What does confidence have to do with your job performance?

12.29.2020

If you think about the people you respect and admire, what is one thing they all have in common? They are likely confident. Often under-recognized, but correlated with personal and professional success is having a positive level of confidence in your abilities. Having confidence should not be confused with being arrogant. In fact, those two traits share less in common than you might think. Bonnie Marcus, executive career coach and Forbes.com contributor explains, “A lack of confidence can have a dramatic effect on your career,” she writes, “It will keep you in your comfort zone because that’s where you feel safe with little risk of failure.” 

So how do you know if you’re deficient when it comes to being confident, just right, or skewing toward pompous, and what can you do about it?

 

Assessing your confidence level

If you’re unsure about how you rank when it comes to your level of self-confidence, you can start by taking an assessment. This assessment, found on mindtools.com is a straightforward, fairly short exercise that will even give you context around what your results mean. In addition, it’s followed by helpful advice users can put to work if they’re not happy with their assessment results. 

You could also try seeing where you fall in the Rosenberg Self-Esteem-Scale. Created in the 1960’s by Morris Rosdenberg, it is widely used by psychologists and sociologists, according to statisticsolutions.com, to gauge self-esteem levels.

 

What to do if you need a dose of humility. . .

If you find yourself in the “over-confident” category, Jessica Stillman, an inc.com contributor cites four tips from David Dunning, Cornell Psychologist, to avoid being seen as overestimating your talents or overvaluing your contributions. 

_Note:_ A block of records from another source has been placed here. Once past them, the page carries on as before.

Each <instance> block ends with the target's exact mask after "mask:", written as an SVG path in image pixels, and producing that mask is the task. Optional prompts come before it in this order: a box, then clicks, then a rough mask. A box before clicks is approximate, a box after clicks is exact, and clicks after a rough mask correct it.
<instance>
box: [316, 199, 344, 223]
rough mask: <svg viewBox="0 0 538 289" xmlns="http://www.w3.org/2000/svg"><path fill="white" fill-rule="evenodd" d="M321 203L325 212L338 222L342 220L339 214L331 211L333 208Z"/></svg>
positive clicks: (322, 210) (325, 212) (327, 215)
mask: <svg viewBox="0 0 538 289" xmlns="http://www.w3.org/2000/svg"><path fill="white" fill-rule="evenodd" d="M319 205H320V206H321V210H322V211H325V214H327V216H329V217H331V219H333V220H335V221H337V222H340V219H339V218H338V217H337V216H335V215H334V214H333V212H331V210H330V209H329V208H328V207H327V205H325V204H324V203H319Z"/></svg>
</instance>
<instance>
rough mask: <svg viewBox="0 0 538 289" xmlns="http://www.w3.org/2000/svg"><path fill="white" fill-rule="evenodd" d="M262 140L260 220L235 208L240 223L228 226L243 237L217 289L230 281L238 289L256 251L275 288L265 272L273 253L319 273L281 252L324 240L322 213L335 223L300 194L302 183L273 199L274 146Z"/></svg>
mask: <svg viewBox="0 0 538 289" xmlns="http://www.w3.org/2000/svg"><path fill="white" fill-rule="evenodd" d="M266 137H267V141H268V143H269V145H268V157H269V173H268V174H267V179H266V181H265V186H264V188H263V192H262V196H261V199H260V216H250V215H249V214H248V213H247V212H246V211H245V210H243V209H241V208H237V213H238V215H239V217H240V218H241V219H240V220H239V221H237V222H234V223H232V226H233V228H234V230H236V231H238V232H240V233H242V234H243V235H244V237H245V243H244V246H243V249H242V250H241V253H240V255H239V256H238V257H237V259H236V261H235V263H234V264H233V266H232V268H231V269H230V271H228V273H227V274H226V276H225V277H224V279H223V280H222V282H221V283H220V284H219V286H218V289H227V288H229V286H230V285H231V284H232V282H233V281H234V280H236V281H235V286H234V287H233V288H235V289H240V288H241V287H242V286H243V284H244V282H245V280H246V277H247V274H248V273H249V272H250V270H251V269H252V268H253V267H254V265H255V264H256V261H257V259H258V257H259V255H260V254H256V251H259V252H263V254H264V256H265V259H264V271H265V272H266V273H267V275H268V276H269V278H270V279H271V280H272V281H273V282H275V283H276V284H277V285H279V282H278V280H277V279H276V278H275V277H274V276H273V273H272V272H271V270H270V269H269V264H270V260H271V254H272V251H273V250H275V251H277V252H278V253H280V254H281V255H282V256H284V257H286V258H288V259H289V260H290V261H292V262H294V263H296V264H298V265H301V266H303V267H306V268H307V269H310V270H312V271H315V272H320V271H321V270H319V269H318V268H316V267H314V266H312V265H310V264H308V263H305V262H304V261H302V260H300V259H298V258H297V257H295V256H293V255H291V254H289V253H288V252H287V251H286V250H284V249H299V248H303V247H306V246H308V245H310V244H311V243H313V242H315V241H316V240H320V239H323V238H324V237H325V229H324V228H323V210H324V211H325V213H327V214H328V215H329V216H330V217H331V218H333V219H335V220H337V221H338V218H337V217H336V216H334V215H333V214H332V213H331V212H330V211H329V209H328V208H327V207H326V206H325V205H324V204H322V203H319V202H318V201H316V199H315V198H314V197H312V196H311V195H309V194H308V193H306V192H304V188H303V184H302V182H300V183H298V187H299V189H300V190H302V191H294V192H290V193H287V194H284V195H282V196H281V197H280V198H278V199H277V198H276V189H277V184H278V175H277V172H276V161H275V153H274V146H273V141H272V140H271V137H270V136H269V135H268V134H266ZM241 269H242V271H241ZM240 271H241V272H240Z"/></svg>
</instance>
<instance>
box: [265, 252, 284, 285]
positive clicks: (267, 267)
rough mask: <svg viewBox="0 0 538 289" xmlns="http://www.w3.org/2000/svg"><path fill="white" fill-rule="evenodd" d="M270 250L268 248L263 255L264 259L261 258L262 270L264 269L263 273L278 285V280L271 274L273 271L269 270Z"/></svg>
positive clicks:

She suggests these four ideas to stop your overconfidence in its tracks:

  1. Always Be Learning
  2. Beware Beginnings
  3. Slow Down
  4. Know When to be Confident

 

How to improve your self confidence/ self-esteem

A quick Google search will give you all the advice you need on how to start on the path to positively changing how you feel about yourself. However, all the experts agree, there is no “quick fix, one-size-fits-all” solution, and you should choose exercises that you are likely to stick with. Here are 51 of them you can choose. As Chris Dunn, Founder & CEO of Skill Incubator explains, “Self-confidence is something that you learn to build up because the challenging world of business, and life in general, can deflate it.”

 

As with most things in life, too much confidence can cause you more issues than the benefits it can bring. Whereas, not having enough of it can leave you feeling stuck in your career, relationships and life in general. Building your self confidence takes time, a mindful commitment to improve it, and a regular assessment of how you’re feeling. However, you can improve it, and the investment you make in yourself will likely not only pay off for your mental health; in fact you may just find yourself getting that new job or promotion you didn’t believe was possible before you started going to work on your self-confidence.